As I made the traditional walk around the site, I thought of others’ thoughts and prayers. I don’t pray much these days – I’m not sure who I would pray to as I don’t believe in a personified god any more. I thank the universe for conveniences and when things go my way, but I’m not sure what that means either. I thought, as I walked, I could thank Mother Earth, but that too seems insincere on my part. The earth is just an extension of ourselves. I feel we are, in the truest sense, simply an extension of the natural world. I find the science to be revered more than stories we tell about it all. But still, the beauty of those Wyoming mountains, the trees, animals, sky, clouds, and even the various trinkets and talismans other humans had offered up at this site, invoked William Blake’s lines from “The Tyger”:  “What immortal hand or eye /Could frame thy fearful symmetry?” And I had no answer.





From Medicine Wheel
This lack of an answer, however, didn’t distress me, or cause me to wonder what was wrong with me, or create guilt that I didn’t believe what so many others thought I should believe.
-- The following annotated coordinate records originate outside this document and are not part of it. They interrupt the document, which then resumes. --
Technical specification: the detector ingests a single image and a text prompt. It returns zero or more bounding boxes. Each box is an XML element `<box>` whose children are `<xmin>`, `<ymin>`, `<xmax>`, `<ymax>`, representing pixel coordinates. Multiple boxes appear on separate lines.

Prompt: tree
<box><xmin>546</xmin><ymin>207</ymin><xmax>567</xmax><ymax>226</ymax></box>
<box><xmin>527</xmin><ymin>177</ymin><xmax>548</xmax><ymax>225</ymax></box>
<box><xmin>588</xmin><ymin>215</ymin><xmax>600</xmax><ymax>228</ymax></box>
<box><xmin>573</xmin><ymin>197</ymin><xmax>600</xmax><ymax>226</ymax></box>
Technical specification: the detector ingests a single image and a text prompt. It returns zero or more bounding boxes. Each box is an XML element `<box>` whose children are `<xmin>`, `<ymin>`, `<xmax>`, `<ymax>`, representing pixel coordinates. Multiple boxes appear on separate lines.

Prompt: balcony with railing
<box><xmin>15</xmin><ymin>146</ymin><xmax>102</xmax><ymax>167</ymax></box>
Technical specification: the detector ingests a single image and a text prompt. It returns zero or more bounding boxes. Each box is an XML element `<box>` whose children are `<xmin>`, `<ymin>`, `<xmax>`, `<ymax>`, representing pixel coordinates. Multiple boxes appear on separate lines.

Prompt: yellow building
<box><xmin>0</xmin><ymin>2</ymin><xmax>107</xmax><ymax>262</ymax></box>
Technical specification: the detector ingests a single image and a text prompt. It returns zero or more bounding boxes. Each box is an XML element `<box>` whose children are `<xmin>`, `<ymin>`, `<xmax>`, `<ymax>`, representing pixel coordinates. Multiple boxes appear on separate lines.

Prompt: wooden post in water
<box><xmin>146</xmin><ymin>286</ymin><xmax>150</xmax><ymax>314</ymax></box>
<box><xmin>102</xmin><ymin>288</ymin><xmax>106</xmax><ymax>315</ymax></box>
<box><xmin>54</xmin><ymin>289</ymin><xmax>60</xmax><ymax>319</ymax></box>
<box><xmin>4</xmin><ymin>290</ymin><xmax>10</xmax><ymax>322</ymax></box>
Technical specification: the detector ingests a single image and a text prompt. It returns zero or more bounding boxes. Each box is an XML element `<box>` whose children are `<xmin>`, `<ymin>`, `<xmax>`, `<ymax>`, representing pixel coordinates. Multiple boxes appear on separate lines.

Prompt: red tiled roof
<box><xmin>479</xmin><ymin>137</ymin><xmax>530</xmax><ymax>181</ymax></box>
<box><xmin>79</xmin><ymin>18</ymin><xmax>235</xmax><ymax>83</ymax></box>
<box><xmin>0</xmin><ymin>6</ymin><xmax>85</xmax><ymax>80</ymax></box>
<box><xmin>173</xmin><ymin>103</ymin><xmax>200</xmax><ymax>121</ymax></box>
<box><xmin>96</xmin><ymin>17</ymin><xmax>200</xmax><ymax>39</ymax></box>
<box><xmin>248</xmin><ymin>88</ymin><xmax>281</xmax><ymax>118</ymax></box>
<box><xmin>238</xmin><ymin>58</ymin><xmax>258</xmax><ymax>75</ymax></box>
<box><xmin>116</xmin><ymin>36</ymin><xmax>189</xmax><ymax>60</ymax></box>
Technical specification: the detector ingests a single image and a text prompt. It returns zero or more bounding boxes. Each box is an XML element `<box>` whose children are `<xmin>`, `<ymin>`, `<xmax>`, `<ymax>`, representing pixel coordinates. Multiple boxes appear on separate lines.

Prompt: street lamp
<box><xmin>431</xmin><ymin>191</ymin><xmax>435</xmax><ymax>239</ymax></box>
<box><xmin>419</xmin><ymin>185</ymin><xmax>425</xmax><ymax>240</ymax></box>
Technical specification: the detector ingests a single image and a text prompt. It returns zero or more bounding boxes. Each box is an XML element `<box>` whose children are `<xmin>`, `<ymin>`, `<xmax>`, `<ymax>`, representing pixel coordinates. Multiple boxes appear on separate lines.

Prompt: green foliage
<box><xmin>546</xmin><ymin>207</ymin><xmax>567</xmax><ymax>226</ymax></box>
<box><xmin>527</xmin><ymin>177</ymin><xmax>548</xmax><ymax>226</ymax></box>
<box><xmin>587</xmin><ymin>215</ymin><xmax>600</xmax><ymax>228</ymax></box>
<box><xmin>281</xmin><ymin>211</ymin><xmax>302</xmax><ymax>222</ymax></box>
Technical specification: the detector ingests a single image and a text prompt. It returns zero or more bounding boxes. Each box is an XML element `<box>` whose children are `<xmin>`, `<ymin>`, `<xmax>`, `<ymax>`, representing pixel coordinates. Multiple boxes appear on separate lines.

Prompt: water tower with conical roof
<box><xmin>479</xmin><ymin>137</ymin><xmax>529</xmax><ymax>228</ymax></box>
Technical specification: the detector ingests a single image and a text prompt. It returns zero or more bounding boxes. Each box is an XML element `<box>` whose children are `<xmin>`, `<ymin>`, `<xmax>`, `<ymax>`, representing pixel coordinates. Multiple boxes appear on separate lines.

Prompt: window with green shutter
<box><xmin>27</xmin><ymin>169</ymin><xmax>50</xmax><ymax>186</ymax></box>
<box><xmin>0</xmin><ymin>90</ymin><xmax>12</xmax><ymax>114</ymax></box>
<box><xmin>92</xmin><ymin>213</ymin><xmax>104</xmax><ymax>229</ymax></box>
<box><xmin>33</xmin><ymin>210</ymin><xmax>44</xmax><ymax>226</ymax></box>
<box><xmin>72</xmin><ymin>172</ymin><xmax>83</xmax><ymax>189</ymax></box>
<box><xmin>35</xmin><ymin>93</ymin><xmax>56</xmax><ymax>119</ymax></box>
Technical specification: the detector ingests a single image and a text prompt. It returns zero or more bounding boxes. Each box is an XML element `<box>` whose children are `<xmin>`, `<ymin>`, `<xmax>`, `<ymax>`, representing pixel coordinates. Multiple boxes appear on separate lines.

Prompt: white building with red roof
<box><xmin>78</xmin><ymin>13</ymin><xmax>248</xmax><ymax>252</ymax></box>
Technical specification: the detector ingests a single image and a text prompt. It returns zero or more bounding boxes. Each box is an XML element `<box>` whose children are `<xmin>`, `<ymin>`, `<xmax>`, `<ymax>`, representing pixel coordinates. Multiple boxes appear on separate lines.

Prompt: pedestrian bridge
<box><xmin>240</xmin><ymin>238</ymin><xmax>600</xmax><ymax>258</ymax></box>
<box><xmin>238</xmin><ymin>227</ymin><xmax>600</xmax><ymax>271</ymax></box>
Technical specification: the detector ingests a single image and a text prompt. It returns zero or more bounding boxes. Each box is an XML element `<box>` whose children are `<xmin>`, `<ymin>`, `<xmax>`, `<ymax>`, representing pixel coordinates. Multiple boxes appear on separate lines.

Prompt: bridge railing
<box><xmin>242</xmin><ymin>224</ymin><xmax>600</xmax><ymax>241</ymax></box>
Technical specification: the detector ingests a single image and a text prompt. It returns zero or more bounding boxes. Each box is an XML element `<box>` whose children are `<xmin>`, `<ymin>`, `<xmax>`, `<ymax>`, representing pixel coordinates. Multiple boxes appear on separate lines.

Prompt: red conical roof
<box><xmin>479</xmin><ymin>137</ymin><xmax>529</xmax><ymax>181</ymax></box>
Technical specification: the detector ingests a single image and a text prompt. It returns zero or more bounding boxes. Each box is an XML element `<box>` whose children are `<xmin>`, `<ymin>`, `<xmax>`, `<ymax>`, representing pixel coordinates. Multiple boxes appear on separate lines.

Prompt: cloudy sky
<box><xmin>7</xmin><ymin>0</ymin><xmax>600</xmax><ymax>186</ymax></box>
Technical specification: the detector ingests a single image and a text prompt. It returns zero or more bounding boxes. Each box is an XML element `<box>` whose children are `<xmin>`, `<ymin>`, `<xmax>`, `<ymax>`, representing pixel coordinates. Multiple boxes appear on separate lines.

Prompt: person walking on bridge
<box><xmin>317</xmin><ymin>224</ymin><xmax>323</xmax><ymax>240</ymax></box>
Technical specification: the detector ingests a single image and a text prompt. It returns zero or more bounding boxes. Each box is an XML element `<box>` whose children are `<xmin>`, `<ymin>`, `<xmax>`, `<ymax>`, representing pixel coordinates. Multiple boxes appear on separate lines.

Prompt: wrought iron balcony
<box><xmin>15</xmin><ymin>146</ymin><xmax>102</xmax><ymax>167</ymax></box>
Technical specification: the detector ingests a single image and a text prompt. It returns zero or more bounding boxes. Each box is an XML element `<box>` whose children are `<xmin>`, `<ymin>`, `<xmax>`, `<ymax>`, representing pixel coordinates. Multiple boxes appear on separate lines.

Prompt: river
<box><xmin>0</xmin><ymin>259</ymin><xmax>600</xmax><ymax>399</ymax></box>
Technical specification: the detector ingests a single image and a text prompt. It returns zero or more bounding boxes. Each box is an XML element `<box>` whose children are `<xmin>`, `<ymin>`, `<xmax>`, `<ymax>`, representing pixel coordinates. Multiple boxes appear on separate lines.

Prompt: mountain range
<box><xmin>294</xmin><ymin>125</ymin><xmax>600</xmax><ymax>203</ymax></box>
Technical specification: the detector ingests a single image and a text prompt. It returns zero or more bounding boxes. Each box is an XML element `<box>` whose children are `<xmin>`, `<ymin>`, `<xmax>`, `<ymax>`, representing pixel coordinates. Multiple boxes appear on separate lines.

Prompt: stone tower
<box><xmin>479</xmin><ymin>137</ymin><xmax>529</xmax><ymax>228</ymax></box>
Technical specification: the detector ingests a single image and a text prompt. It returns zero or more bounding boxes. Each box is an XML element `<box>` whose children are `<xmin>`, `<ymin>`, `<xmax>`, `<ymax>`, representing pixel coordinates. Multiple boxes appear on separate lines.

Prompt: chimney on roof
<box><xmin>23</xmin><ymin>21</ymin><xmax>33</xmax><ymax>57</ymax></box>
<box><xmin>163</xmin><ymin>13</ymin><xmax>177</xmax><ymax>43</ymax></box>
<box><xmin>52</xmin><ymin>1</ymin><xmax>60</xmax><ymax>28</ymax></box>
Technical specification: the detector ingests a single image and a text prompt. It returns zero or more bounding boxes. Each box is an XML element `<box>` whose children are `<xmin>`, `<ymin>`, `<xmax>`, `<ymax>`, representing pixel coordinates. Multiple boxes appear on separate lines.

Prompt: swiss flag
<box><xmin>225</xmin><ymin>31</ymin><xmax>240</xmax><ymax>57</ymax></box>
It simply settled with me. I realize my spiritual beliefs have evolved away from myth of any sort. God, if there is one, just is. It lives in those rare present moments I sometimes experience without judgment, without expectation, without disappointment or satisfaction. It’s everything and it’s nothing. It’s me and it’s you. It’s the mountains, it’s the traffic, it’s the emaciated homeless woman and the obese millionaire. It’s simply everything. The trick, of course, is to live in that place of oneness. There the face of god is as evident and obvious as it is elusive and hidden when not in that place.

So I realized this journey I’m on is a vision quest of sorts. It is a quest to live more fully in that awareness, and to be just as at peace when I’m not there. And I am grateful (to whom or what I don’t have the foggiest) that I have the luxury of taking this journey through these beautiful lands wherein I’m traveling.

In the Wild Horse Sanctuary
Speaking of the physical journey I’m on, after the Medicine Wheel, I took another short detour up into a wild horse sanctuary and saw a few, very well-fed looking, “wild” horses. One stood in the middle of the road as I and a few other cars drove around her.




Then I hit the road north into Montana and enjoyed miles of scenic drives to arrive here at Inez Lake. It’s in the Lolo National Forest and the campground is small and free with no running water or electricity. It sits on a beautiful lake. The water is so clear I can see every pebble in relief. I waded in when I got here, unable to resist. I plan on swimming there tomorrow after a long hike in the Bob somebody-or-other Wilderness (I’m too lazy to go look at my notes).

My campsite
Finding this campsite is another story in itself. The short version is that I stopped in small cafĂ© in a little town and asked for advice on camping. A few patrons told me of numerous campgrounds around Seeley Lake, and suggested I look here. They also suggested a few good hikes. As I sat in the car, perusing my map, another man who had been at the bar approached my car. I rolled down the window and he told me of a small lake, past the one they’d recommended, that he was very fond of. He thought the name was Holland or something like that, but he was adamant that it was worth the hunt.
All the campgrounds were full around Seeley Lake but instead of panicking, I kept looking, realizing even if I had to sleep in my car, I would be fine and the experience rich. And then I saw an almost hidden sign that said Lake Inez – Camping. I had passed it and turned around. I followed a narrow dirt road to the one open spot left. Funny how those things all fall together, isn’t it?

And now, I’m off to bed for a full day tomorrow.